GeoPDF is, always has been, and always will be PDF. It has its roots in publishing utility drawings in different to utilities operations and maintenance field workers to PDF file sets augmented with feature data and convenient navigational features derived from different databases and other data stores. In order to place things like hyperlinks to detail drawings on a map, we had to derive the relationship between the real world location of some item of plant and the corresponding location on the PDF page.
Once this association can be made, it's relatively straight forward to generalize it. There a bunch of ways to skin that cat, we chose a georegistration technique that relates the PDF coordinate system to a projected coordinate system similar to the way it's done in GeoTIFF. Just as GeoTIFF uses TIFF constructs to embed georegistration metadata, GeoPDF uses PDF constructs to embed georegistration metadata. Emacs and a GeoPDF file reveals all. Just as GeoTIFF *is* TIFF, GeoPDF *is* PDF.

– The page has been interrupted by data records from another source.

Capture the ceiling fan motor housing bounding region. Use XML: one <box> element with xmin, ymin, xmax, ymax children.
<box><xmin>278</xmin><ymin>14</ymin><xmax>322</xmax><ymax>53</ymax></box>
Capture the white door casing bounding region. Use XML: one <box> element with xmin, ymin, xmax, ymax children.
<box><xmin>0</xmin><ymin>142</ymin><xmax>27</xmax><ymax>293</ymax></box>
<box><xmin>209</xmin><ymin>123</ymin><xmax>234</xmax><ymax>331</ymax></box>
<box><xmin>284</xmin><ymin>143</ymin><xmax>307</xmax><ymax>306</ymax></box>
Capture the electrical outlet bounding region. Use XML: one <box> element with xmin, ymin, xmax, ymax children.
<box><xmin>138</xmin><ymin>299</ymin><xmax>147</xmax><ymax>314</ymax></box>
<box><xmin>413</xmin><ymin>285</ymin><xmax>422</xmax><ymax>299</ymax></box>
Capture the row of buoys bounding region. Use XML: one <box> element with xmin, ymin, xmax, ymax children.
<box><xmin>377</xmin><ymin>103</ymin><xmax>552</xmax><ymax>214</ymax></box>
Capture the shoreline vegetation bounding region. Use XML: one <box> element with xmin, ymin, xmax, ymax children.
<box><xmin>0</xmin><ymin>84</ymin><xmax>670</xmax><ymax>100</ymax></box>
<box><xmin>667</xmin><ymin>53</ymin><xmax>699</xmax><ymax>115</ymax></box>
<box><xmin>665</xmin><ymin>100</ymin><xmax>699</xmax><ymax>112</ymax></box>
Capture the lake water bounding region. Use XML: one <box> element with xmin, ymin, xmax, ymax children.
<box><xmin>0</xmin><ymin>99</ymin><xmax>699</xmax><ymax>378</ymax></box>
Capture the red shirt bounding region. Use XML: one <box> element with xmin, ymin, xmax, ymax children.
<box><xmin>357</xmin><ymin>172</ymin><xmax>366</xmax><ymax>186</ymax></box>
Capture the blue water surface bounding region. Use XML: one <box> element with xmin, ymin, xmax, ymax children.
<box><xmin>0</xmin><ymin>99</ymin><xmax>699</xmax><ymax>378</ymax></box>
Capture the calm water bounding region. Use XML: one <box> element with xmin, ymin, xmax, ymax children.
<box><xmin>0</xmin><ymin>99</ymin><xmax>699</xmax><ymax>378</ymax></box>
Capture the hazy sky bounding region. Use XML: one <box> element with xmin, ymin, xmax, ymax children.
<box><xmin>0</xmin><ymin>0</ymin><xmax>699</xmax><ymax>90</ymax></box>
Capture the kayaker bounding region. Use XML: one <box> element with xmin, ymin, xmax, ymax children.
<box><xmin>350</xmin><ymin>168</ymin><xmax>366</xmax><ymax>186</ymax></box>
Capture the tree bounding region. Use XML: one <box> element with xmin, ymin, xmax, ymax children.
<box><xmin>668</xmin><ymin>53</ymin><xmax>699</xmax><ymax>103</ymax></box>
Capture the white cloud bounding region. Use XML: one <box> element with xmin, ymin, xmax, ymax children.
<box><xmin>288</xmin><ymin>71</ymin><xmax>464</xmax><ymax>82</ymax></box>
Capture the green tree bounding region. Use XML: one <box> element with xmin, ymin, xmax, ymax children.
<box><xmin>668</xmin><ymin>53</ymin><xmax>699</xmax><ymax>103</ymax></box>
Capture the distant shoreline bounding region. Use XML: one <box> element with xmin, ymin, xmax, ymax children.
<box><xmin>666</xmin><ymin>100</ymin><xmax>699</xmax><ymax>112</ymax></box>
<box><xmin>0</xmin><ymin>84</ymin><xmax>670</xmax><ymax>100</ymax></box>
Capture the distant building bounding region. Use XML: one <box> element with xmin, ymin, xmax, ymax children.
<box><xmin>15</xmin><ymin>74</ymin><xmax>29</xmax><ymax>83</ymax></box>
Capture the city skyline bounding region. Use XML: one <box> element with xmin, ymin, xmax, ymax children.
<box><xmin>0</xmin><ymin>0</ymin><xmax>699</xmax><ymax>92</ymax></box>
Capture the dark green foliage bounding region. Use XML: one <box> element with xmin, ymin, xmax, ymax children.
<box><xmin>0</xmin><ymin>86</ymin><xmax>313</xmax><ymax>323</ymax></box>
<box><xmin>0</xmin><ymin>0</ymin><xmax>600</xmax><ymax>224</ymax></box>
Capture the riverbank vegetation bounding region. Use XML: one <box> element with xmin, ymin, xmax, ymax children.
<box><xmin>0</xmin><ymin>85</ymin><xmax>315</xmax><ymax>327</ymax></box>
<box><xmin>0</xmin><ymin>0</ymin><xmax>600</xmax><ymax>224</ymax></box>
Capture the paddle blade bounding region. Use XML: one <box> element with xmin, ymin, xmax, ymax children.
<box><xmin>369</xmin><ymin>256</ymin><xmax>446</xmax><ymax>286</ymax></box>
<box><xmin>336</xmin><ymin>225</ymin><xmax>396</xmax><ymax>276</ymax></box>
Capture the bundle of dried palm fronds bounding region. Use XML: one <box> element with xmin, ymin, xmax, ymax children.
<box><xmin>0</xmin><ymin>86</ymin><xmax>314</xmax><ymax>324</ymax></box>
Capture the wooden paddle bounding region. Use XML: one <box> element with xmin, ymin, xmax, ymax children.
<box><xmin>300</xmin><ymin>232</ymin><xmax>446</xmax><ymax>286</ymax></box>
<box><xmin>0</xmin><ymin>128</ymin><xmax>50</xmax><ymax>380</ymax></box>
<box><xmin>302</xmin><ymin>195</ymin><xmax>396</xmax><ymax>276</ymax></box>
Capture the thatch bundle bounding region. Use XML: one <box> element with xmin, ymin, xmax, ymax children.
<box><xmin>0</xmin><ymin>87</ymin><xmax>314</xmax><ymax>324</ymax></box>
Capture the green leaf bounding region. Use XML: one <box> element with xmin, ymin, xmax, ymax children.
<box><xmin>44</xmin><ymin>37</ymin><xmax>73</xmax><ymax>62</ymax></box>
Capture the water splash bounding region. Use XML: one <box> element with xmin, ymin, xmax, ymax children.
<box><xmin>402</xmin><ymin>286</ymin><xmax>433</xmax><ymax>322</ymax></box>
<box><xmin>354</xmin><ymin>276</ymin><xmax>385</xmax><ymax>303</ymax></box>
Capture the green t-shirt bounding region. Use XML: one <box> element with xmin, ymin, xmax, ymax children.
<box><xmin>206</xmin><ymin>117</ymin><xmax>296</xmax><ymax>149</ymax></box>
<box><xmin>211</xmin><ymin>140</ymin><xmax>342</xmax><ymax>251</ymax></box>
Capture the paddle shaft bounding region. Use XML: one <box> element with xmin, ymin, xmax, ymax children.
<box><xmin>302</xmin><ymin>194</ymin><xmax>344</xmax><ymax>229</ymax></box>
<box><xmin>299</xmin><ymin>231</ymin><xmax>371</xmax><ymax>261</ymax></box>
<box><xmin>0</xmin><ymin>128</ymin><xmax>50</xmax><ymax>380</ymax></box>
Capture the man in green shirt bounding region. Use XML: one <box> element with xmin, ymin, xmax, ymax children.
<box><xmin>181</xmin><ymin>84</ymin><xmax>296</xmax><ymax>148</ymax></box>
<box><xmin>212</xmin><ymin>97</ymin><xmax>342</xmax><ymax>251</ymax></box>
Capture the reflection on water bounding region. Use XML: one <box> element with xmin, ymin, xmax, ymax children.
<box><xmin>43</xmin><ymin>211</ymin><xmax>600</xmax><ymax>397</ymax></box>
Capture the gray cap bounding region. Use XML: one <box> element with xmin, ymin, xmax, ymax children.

Our georegistration technique was designed for internal use and compatibility with internally-developed tools and libraries -- not with standardization in mind. As things happen, our customers liked the tools we made for our projects and the powers-that-be declared we'd be commercializing our tool set.
GeoPDF remained proprietary for pragmatic reasons -- it wasn't praticable for standardization and we didn't have the bandwidth to drive the standardization process. Moreover, it's obvious to anyone in the space -- including us! ;) -- that the days of proprietary formats have passed and at some point a well-documented standard would be promulgated. Although the PDF specification is now "owned" by ISO as ISO 32000, Adobe is still the primary shepherd of PDF, and has promulgated an open 2.0 version of our georegistration technique. Adobe is the right company to drive the standardization process -- not TerraGo -- but we're going to help in any way we can. They've done a great job with it and have done some clever things and I'll review the technique in detail when I get back from floating down the Green River in a couple of weeks. We are ecstatic that Adobe has validated our vision of ubiquitous access to geospatial information with their extensions to ISO 32000 and are working hard on having all of our products support it. Moreover, we are thrilled that ESRI has validated in the marketplace what we've been saying all along -- people other than GIS users need access to geospatial information.
Georegistration is enabling technology -- not an end in itself. Adobe is providing a platform for the development of geospatial applications on top of their technology. We've been building such "GeoApps" for almost a decade and working closely and collaboratively with Adobe [PDF] for a long time.
To get overly hung up on GeoPDF as some sort of file format is to miss what it's all about: letting professionals who don't grok GIS use geospatial information effortlessly to get their jobs done. If people don't know that they're using geospatial information on their way to making the right decision then we're doing our job.